Beitrag von Rabaukenmama »

Koschka hat geschrieben:Körperlich beeinträgchtigte Kinder sind sehr oft sekundär als Folge ihrer Einschränkung auch im geistigen Bereich entwicklungsverzögert. Wenn die Bewegungsfreiheit stark eingeschränkt ist, sammelt man weniger Erfahrung auf diesem Gebiet und dadurch verzögert sich auch die Entwicklung der graphomotorischen, der mathematischen und vielen anderen Fähigkeiten. Auch emotionales und soziales Verhalten ist kein leichtes Thema.
Sprichst du von bestimmten körperlichen Beeinträchtigungen oder ist das eine allgemeine Aussage? Ich kenne Kinder mit verschiedenen körperlichen Beeinträchtigungen, aber das konnte ich bisher nicht beobachten. Bei meinem Kleinen kann ich aus Erfahrung sagen dass er wegen der fehlenden Kopfbewegungen im Babyalter grobmotorisch deutlich hinten war (konnte mit einem Jahr noch nicht frei sitzen), das alles aber problemlos aufgeholt hat.

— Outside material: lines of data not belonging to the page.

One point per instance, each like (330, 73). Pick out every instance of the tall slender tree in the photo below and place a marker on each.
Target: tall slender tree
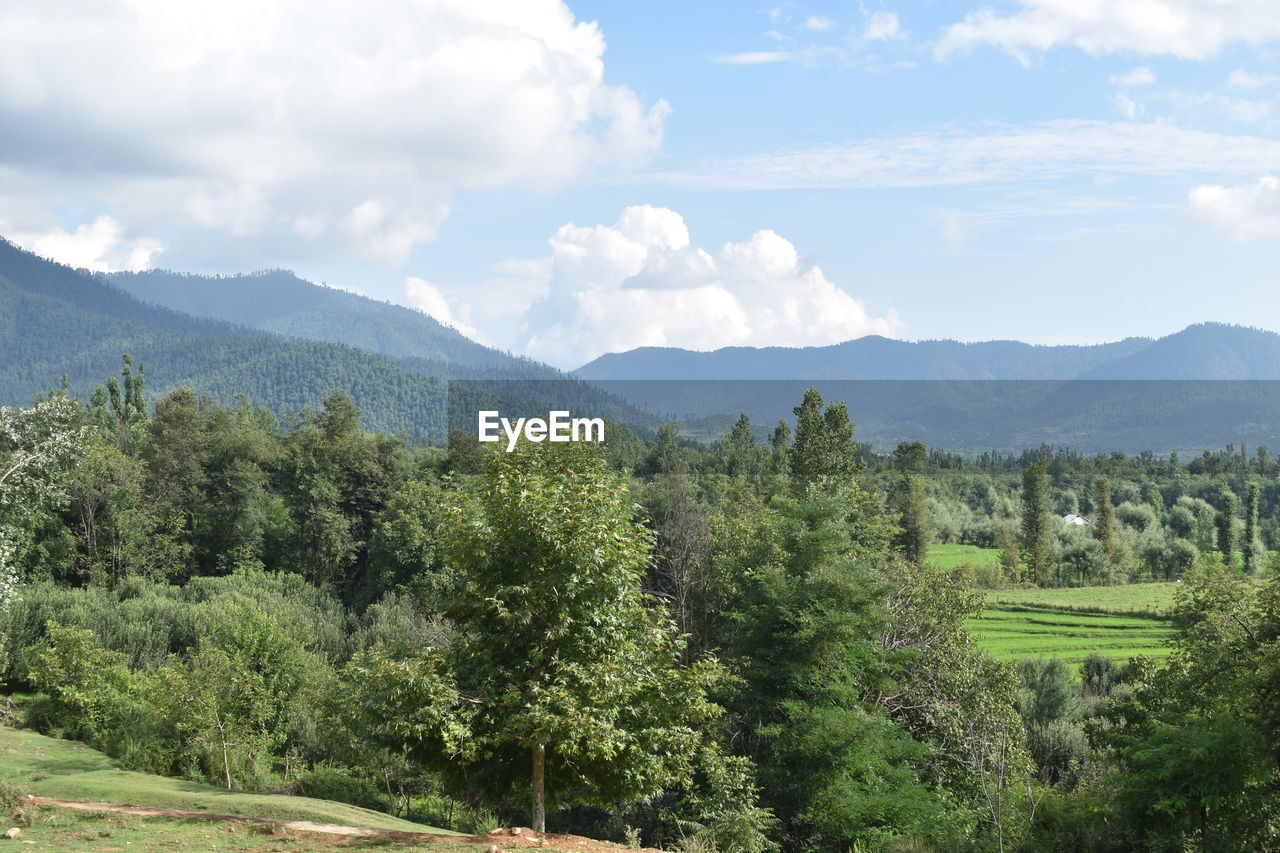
(1252, 547)
(1105, 518)
(1225, 524)
(1036, 523)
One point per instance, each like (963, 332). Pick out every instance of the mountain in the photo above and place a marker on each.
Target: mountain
(55, 322)
(1133, 395)
(280, 302)
(1206, 351)
(273, 338)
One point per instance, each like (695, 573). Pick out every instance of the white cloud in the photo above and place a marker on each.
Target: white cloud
(955, 227)
(1127, 105)
(883, 26)
(1141, 76)
(1240, 78)
(988, 154)
(1247, 211)
(757, 58)
(1214, 105)
(1183, 28)
(311, 127)
(99, 246)
(428, 299)
(641, 282)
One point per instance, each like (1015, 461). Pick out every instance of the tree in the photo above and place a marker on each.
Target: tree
(833, 766)
(1105, 518)
(913, 518)
(39, 447)
(1036, 521)
(1225, 524)
(737, 450)
(824, 442)
(1255, 555)
(563, 671)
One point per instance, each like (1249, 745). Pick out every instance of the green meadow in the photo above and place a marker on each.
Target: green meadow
(1070, 624)
(951, 556)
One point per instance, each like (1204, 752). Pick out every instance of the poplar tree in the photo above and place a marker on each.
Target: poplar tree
(1036, 519)
(1252, 548)
(1225, 524)
(1105, 518)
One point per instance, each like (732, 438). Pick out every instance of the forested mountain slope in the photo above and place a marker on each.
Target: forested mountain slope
(1203, 351)
(56, 322)
(282, 302)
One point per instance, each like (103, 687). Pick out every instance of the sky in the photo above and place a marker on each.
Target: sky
(563, 179)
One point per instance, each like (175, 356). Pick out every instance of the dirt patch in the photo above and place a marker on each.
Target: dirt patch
(503, 838)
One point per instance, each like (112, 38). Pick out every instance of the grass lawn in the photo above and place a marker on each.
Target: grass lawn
(67, 770)
(1118, 621)
(950, 556)
(68, 831)
(1123, 598)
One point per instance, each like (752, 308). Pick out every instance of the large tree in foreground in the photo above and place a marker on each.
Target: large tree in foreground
(561, 673)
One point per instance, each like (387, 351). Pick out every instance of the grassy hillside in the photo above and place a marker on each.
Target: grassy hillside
(67, 770)
(1070, 624)
(952, 556)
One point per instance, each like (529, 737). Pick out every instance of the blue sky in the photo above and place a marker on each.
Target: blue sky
(571, 179)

Geistige Entwicklungsverzögerung kenne ich nur als Folge von Falschbehandlung bzw. Vernachlässigung (auch emotionaler!) körperlich beeinträchtigter Kinder. Das sind die Fälle, wo Eltern z.B. selbst aus sozial schwierigen Verhältnissen stammen und die Bedürfnisse ihres behinderten Kindes nicht erkennen. Es gibt auch Eltern, welche die Beeinträchtigung ihres Kindes nicht wahrhaben wollen und daher so tun, als wäre alles in Ordnung wenn man das Kind nur "normal" (in dem Fall gleichbedeutend mit: wie ein gesundes Kind) behandelt. So nach dem Motto "Nur keine Extrawurst, sonst bildet sich das Kind vielleicht mal ein es hat ein Recht darauf...".
Koschka hat geschrieben: Das stimmt nicht ganz, dass es reicht eine barierefreie Schule zu bauen, damit Kinder mit starken körperlichen Einschränkungen sie besuchen können. Sie brauchen einiges mehr als Förderung, und das ist die Frage, ob die Lehrer das alle können, ob so ein Kind eine Unterstützung von einem extraausgebildeten Lehrer bekommet, oder ob eine Schule wo alle Lehrer diese Ausbildung und Erfahrung haben besser ist. Die Lösung 50/50 mit gesunden Kindern klingt ganz vernünftig, aber die will keiner finanzieren. Inklusion nach dem Prinzip - wir verteilen alle an die bestehenden Schüler und Lehrer - ist viel billiger.
50/50 mit gesunden Kindern wird es nie geben weil deutlich über 50% der Kinder gesund sind. Ich finde daher die in Wien praktizierte Methode von Schulen mit hauptsächlich gesunden Schülern, aber Schwerpunkt auf EINER Art von Behinderung, durchaus gut. Wenn in einer Schule mit insgesamt 500 Kindern z.B. 20 Kinder hörgeschädigt sind dann ist das genug um sich darauf einzustellen. Die Kinder mit Handycap können gemeinsam mit gesunden Kindern lernen und fühlen sich nicht wie Exoten (wie wenn nur eines von 500 Kindern hörgeschädigt wäre), die "normalen" Lehrer wären gefordert sich mit EINER Art von Handycap näher auseinanderzusetzen. Es wäre auch eher finanzierbar extra ausgebildete Lehrer an dieser Schule zu haben und diese flexibel einzusetzen als wenn nur wegen EINES Kindes so ein extra ausgebildeter Lehrer benötigt würde. Die ganze Schulzeit könnte er das Kind aus Kostengründen ohnehin nicht begleiten und ein paar Stunden pro Woche bringen nicht unbedingt etwas.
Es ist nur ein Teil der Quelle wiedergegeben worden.